The effects of performance rewards? Robert Dur understands that the reporter asks about it, but it still makes him laugh: “Is that still in my bio on the UM site?” The professor of Behavioural economics from Rotterdam had provided a different text, he says. Because even though he does research into those effects, his keynote speech for Maastricht University’s Foundation Day celebrations in the Sint-Janskerk on Friday will be about something different: “It is about the question how people and the organisations for which they work, can flourish. I want to broach three points: how you can make work more meaningful, how you can help upcoming students make better study choices and, if I manage to squeeze it into the 20 minutes I have, the discrimination on the labour market and how you can fight it. The Netherlands is not doing well in this area; labour market discrimination has increased in the past decade. There is no ready-made solution: diversity training for example, appears to have no or hardly any effect.”
Scientists with three legs
Having said that, he would like to say something about performance rewards, and how this might work in a university context. Or not, he adds. “Research has shown that in order to have a successful faculty, you need employees who do not overly specialise, but who are good at research, education and management. ‘Scientists with three legs,’ is what we used to call them here in Rotterdam. Of course, nobody is equally good in all areas, but in your selection policy you have to strive towards not appointing just specialists. Most performance reward systems, on the other hand, are unilateral. They reward excellence in only one of those fields.” In doing so, they promote far-reaching specialisation.
Publication pressure
In practice, the emphasis often lies on research. After all, there must be publications, preferably a lot and in top-notch international journals: that is success. The drawback is called ‘publication pressure and high workloads’. Dur grins. “Sociologist Willem Schinkel once wrote in NRC that researchers point to The Hague in the case of high workloads: the minister needs to pay more money! But the Minister of Education does not determine how much someone should publish – we, the scientists, put that pressure on each other. Sometimes formally – the regulations state how much you should publish in order to be eligible for a promotion – but much more often informally, due to the culture in a field, faculty or department.”

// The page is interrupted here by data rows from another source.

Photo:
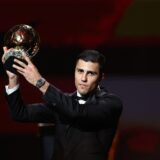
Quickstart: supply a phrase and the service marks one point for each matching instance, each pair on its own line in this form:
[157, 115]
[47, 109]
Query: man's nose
[84, 77]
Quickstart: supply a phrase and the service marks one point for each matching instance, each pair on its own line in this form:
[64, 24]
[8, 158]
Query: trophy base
[9, 63]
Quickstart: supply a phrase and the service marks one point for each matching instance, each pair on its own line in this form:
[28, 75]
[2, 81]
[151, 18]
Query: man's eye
[92, 73]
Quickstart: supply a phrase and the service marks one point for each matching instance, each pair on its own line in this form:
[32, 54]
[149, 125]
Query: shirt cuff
[11, 90]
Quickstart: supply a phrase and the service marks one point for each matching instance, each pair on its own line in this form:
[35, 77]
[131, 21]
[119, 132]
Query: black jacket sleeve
[37, 112]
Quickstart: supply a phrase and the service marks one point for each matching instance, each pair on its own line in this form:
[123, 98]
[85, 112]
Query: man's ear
[101, 77]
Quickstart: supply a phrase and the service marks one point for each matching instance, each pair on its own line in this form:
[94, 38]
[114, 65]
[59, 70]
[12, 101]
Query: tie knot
[82, 98]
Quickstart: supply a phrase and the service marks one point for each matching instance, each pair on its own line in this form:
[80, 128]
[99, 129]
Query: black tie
[82, 98]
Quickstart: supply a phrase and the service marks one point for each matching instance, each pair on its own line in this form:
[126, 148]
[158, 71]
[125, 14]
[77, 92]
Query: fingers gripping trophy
[21, 40]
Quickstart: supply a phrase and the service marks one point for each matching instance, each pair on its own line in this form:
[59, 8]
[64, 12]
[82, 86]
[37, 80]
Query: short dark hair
[93, 56]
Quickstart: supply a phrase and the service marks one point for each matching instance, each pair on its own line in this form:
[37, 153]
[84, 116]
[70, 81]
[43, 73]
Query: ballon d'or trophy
[22, 40]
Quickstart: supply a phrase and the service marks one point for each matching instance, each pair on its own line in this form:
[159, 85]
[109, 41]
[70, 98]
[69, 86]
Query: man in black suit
[85, 121]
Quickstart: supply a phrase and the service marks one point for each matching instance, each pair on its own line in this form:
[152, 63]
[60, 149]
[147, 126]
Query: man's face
[87, 76]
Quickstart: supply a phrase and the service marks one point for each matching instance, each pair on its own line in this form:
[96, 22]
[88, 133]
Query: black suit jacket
[83, 131]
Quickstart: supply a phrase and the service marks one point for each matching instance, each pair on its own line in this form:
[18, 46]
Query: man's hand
[28, 70]
[13, 78]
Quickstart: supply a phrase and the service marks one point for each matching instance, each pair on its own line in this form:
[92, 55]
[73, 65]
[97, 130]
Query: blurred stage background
[127, 32]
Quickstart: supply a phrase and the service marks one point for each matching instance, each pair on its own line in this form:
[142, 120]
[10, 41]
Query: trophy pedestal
[9, 63]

The question is, he says, how to change that culture: “You don’t do that just by changing the regulations.” How do you do it then? Dur refers to the top 40 of Dutch economists that the trend-setting journal Economisch Statistische Berichten publishes annually. “It used to be a case of counting how many publications someone had had over the past five years. When it was decided to look at the quality of a selection of a person’s articles, this led to noticeable peace in the economic world in the Netherlands: the quantitative pressure was off, the focus was on quality.”
Good academic citizenship
He feels that departments and faculties could do something similar. “You yourself could decide, for example, to not just celebrate publications in the absolute top-notch journals, but to also highlight ‘sub top-notch publications’: hard work like that should also been seen. Just like someone’s teaching performance. Do you only appreciate those who implement innovations? Or also those who teach in such a way that students still remember the lectures years later? Also, don’t allow yourself to be blindly led by a few student evaluations, but have someone who is a good judge of these matters sit in on a lecture from time to time and spar with a lecturer. And be aware of what people contribute to the work of others, because research and education is almost always teamwork: even if you work on an article alone, you ask feedback from others. In fact, this is about rewarding good academic citizenship.”
Crude culture
‘Recognition and Rewards,’ striving for a broader view of scientists’ work, with more attention for fields such as education and leadership, he therefore applauds. “As long as,” he emphasises, “it doesn’t ultimately lead to specialisation, such as ‘research professors’ who hardly teach anymore or ‘teaching professors’ who hardly do any research. There are times when I fear this will happen. Teaching and research reinforce each other, this must not be lost.”
Which brings us back to the question what is the best way to reward performance. Money could be a way to achieve this, says Dur, but it is not the only means. “That crude, unilateral culture was at its peak in the nineteen-nineties and at the beginning of this century. Things have changed since then: people also want attention and acknowledgment.”